Your token and username are saved in plain text with the repo. After we’ve pulled the repository, it can be turned into a container running the script:

bash run.sh

4. Scheduling on your Synology: the C in CI/CD

Now that we’ve set up our repository and downloaded it to our NAS. Let’s automate the process by scheduling the run script for every 5 minutes:

  1. Open the Control Panel
  2. Click in the top bar Create > Scheduled Task > User-defined script
  3. Enter a name in the Task field, something like “CI_CD Synology NodeJs Demo”
  4. Click on the Schedule tab
  5. Select in Run on the following days the option Daily
  6. Set under Time the First run time to 00:00, the Frequency to Every 5 minutes and the Last run time to 23:55
  7. Click on the Task Settings tab
  8. Check Send run details by email
  9. Enter your email address
  10. Enter the following to User-defined script: bash /{pah-to-your-projects-dir}/{name-of-your-repo}/run.sh
  11. Click the OK button

A new task is created. Select the task en hit Run. The task should now be triggered and send you an email with the result. Check if the result is correct.

Now, you might only want to have an email if stuff fails. You can configure this on the Task Settings tab (check the Send run details only when the script terminates abnormally box).

And now… take a 🍺, because you’ve just setup a Docker CI/CD on your Synology NAS! “Proost!”, as we say in the Netherlands!

Conclusion

We’ve seen that it is easy to create a basic CI/CD on your Synology NAS using Git, Docker, Docker Compose and Cron (the system behind the scheduling). Any questions or troubles? Just post them under this article.

F.A.Q.

Sometimes you might run into something unexpected. Here is a list of stuff I ran into, it might help you:

Q: Do I need a container repository like Docker Hub?
A: No. The docker images are built and cached on your Synology NAS. No container will leave your NAS.

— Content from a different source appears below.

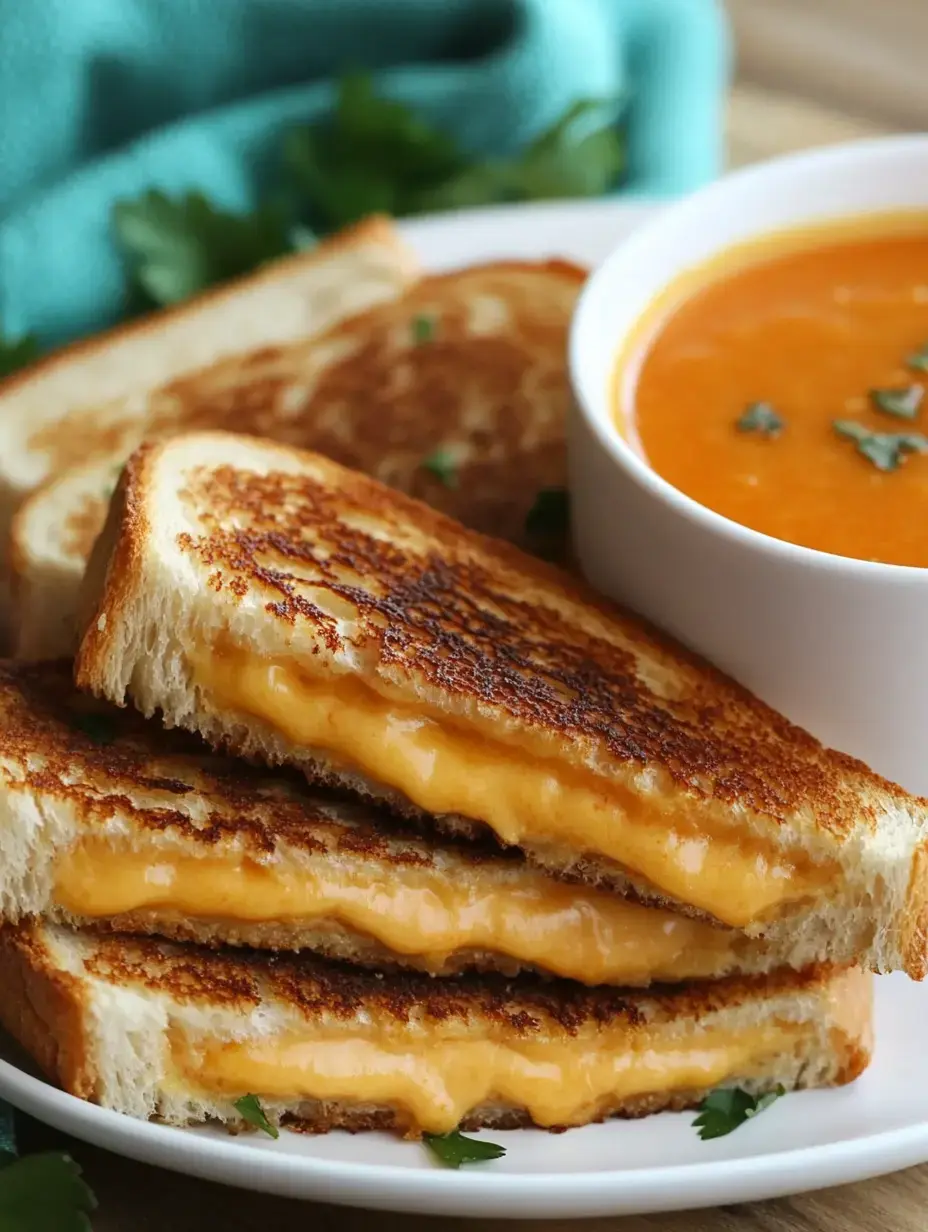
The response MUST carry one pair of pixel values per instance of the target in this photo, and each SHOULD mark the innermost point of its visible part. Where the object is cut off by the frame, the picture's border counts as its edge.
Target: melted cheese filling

Q: Which branch is used? Can I change the branch?
A: In this case: a commit to master will trigger your CI/CD pipeline. You can easily select a different branch by checking out a different branch: git checkout {name}. The script will only pull the changes for the branch it is on.

Q: I’m getting a Current status: 128 (Interrupted) without any other information in the mail from my schedular. What’s wrong?
A: The script needs to be executed from the right location. Check if the following line is present in your run.sh script:

pushd "$( cd "$( dirname "${BASH_SOURCE[0]}" )" >/dev/null 2>&1 && pwd )"

Q: I’m getting a Bind for 0.0.0.0:3000 failed: port is already allocated error. Why?
A: There’s another container running on port 3000. You can check with docker ps | grep 3000 which container is running.

Q: I’ve made some changes, but they are not picked up by the container. Now what?
A: Do the following: git pull; bash run.sh -f.